GNU Parallel
From ScientificComputing
Revision as of 13:34, 21 October 2022 by Sfux (talk | contribs) (→Using GNU Parallel on multiple nodes)
If you have many very short calculations to run, then you can use GNU parallel to run these calculations within a batch single job. This job can be serial, parallel, or even distributed over several nodes.
Using GNU Parallel
Assume you have a file listing several commands to run:
[sfux@eu-login-01 ~]$ cat parcommands.txt printf "Running 1 on $HOSTNAME\n" printf "Running 2 on $HOSTNAME\n" printf "Running 3 on $HOSTNAME\n" printf "Running 4 on $HOSTNAME\n" printf "Running 5 on $HOSTNAME\n" printf "Running 6 on $HOSTNAME\n" printf "Running 7 on $HOSTNAME\n" printf "Running 8 on $HOSTNAME\n" printf "Running 9 on $HOSTNAME\n" printf "Running 10 on $HOSTNAME\n" printf "Running 11 on $HOSTNAME\n"

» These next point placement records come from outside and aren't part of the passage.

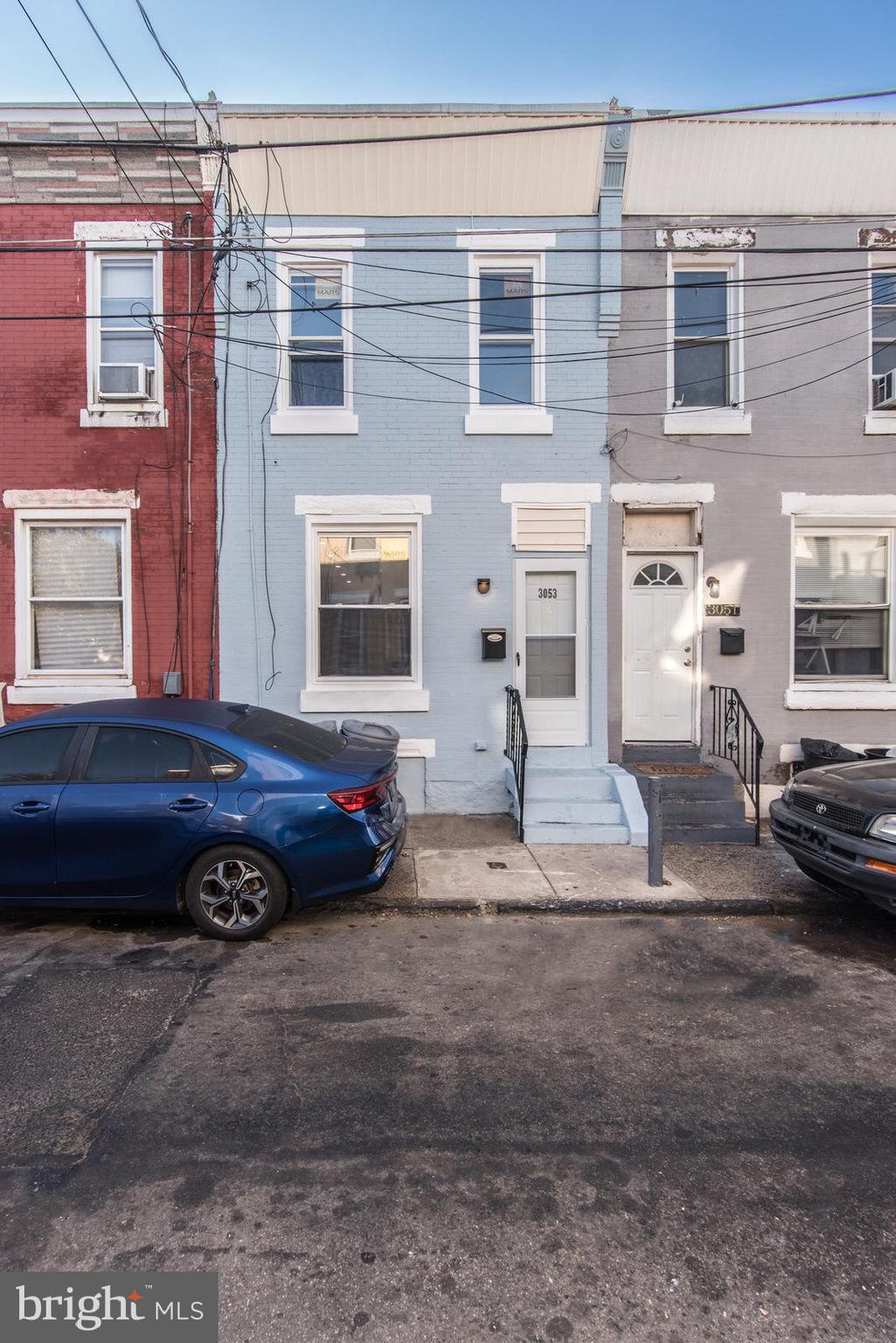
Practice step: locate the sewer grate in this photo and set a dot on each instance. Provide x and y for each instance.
(661, 767)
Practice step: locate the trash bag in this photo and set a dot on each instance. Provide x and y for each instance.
(817, 751)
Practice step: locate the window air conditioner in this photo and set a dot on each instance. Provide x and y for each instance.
(125, 381)
(884, 391)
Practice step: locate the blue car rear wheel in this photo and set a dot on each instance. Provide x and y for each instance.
(235, 894)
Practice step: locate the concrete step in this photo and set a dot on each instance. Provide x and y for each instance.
(742, 833)
(660, 751)
(693, 811)
(575, 834)
(570, 811)
(583, 784)
(683, 787)
(560, 758)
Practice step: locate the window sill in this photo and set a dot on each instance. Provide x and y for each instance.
(67, 693)
(365, 699)
(100, 416)
(880, 422)
(721, 420)
(324, 420)
(841, 697)
(507, 422)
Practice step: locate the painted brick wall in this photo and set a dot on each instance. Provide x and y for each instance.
(42, 446)
(408, 446)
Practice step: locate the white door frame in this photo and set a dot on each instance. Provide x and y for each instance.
(577, 564)
(646, 551)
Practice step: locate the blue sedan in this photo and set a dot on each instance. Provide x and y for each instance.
(232, 813)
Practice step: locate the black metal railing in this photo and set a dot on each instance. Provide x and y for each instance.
(736, 738)
(516, 747)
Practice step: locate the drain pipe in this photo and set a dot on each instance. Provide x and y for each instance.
(655, 833)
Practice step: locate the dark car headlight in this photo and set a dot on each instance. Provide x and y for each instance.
(884, 827)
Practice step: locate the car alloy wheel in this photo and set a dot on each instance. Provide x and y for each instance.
(234, 894)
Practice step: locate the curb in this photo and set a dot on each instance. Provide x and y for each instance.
(595, 906)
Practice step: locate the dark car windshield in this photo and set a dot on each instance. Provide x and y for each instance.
(301, 741)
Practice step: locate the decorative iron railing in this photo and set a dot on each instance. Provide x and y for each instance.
(516, 747)
(736, 738)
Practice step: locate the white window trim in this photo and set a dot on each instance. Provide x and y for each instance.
(363, 694)
(120, 414)
(313, 420)
(878, 422)
(711, 420)
(876, 693)
(511, 418)
(646, 491)
(32, 686)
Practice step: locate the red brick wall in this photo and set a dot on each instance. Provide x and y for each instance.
(42, 445)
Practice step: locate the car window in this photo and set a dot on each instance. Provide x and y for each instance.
(302, 741)
(222, 766)
(34, 755)
(139, 755)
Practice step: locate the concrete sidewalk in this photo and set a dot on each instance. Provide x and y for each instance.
(476, 864)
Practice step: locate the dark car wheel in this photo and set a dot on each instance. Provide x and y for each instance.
(235, 894)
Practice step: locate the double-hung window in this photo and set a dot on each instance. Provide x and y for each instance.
(73, 601)
(367, 603)
(843, 603)
(316, 337)
(125, 365)
(883, 335)
(701, 337)
(507, 355)
(315, 386)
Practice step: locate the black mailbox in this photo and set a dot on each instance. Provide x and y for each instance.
(493, 645)
(731, 641)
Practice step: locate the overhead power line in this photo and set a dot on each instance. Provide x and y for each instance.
(585, 124)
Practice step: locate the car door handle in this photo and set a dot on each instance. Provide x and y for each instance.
(188, 804)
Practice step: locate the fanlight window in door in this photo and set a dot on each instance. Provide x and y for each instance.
(657, 575)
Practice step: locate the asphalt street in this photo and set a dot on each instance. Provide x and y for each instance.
(448, 1129)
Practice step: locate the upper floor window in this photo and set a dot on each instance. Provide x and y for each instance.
(843, 604)
(883, 335)
(507, 345)
(316, 337)
(705, 365)
(124, 351)
(315, 383)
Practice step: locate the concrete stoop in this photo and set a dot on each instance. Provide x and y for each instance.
(698, 806)
(568, 799)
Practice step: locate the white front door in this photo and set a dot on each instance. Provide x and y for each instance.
(551, 651)
(660, 648)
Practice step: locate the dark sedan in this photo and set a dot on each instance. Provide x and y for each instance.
(838, 824)
(227, 811)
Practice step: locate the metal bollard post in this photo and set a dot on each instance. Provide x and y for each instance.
(655, 833)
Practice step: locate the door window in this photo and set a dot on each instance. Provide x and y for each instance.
(550, 636)
(139, 755)
(34, 755)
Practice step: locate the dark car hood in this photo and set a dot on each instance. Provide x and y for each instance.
(870, 784)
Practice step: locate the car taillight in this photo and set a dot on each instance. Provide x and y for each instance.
(358, 799)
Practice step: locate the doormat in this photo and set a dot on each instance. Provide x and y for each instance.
(661, 767)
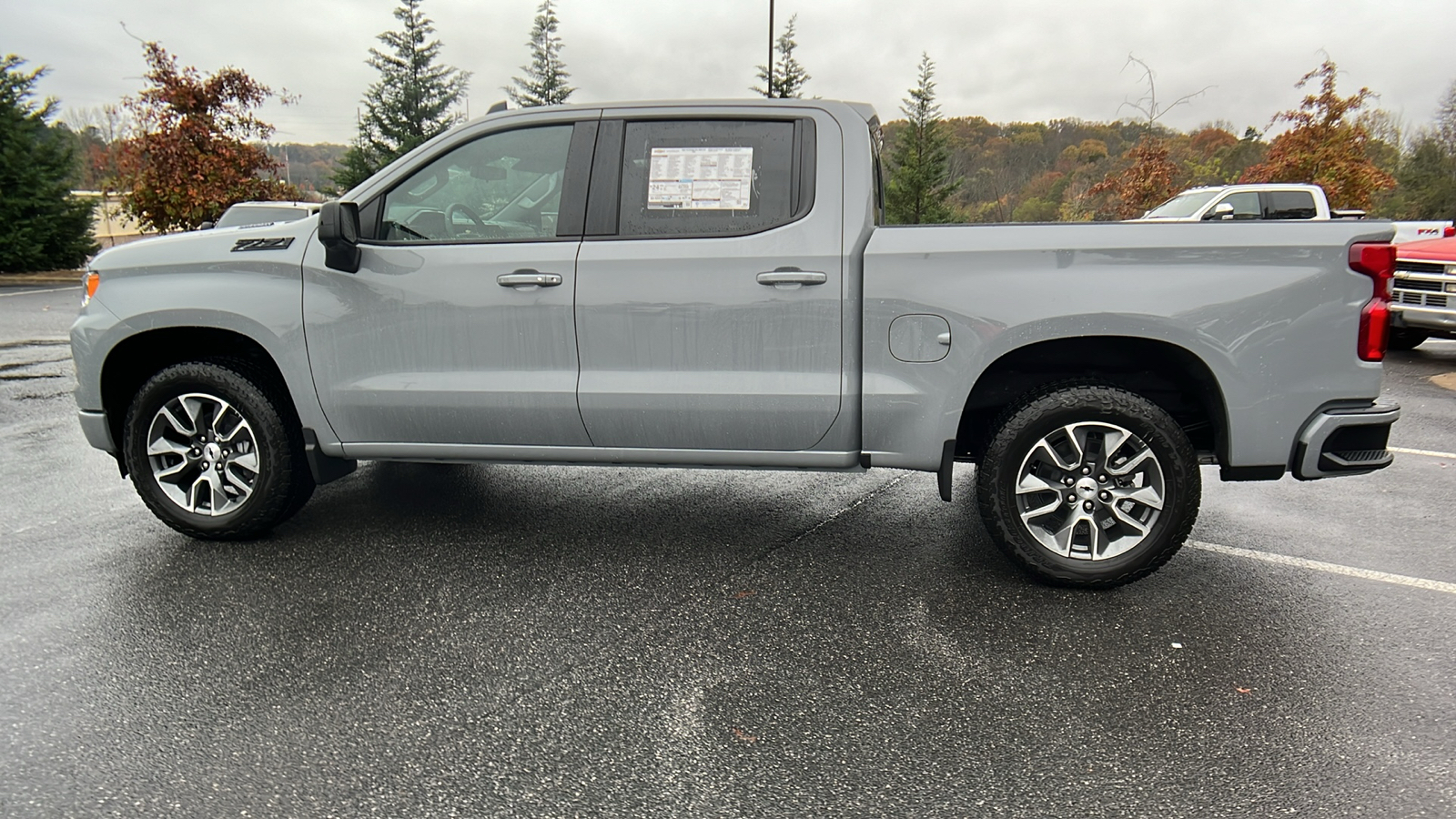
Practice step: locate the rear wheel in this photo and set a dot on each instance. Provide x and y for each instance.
(210, 453)
(1088, 486)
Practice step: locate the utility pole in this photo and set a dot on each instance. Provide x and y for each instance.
(769, 86)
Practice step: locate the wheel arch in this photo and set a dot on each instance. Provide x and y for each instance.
(1168, 375)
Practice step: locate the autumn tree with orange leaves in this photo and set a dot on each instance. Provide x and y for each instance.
(1325, 146)
(1147, 182)
(196, 147)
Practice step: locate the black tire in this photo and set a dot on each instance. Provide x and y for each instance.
(1030, 446)
(1404, 339)
(247, 497)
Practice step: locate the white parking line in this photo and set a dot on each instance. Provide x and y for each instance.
(1426, 452)
(34, 292)
(1330, 567)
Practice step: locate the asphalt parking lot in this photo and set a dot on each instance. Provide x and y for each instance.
(601, 642)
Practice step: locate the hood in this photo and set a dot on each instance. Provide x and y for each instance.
(276, 242)
(1431, 249)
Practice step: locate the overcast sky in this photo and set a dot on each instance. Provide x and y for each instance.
(1006, 60)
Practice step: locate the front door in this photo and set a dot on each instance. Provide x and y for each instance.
(458, 327)
(708, 307)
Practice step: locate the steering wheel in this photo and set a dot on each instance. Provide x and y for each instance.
(458, 207)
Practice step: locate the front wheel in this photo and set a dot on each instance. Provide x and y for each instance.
(1088, 487)
(1404, 339)
(210, 453)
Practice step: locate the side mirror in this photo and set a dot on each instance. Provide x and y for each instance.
(1222, 210)
(339, 234)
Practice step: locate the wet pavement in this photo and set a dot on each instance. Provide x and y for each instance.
(429, 640)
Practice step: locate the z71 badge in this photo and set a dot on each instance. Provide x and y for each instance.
(262, 244)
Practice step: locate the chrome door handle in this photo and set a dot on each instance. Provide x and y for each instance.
(524, 278)
(791, 278)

GNU Parallel can take this list of commands and run them concurrently within a parallel job. For example,
[sfux@eu-login-01 ~]$ sbatch --ntasks=4 --wrap="parallel < parcommands.txt > paroutput.txt"
and when it is done
[sfux@eu-login-01 ~]$ cat paroutput.txt Running 1 on eu-ms-001-01 Running 2 on eu-ms-001-01 Running 3 on eu-ms-001-01 Running 4 on eu-ms-001-01 Running 5 on eu-ms-001-01 Running 6 on eu-ms-001-01 Running 7 on eu-ms-001-01 Running 8 on eu-ms-001-01 Running 9 on eu-ms-001-01 Running 10 on eu-ms-001-01 Running 11 on eu-ms-001-01
Using GNU Parallel on multiple nodes
You can also use GNU Parallel to run the commands over several nodes. For example,
[sfux@eu-login-01 ~]$ sbatch --ntasks=48 --wrap='parallel --ssh "srun" -S "$(/cluster/apps/local/hostlist_parallel.sh)" < parcommands.txt'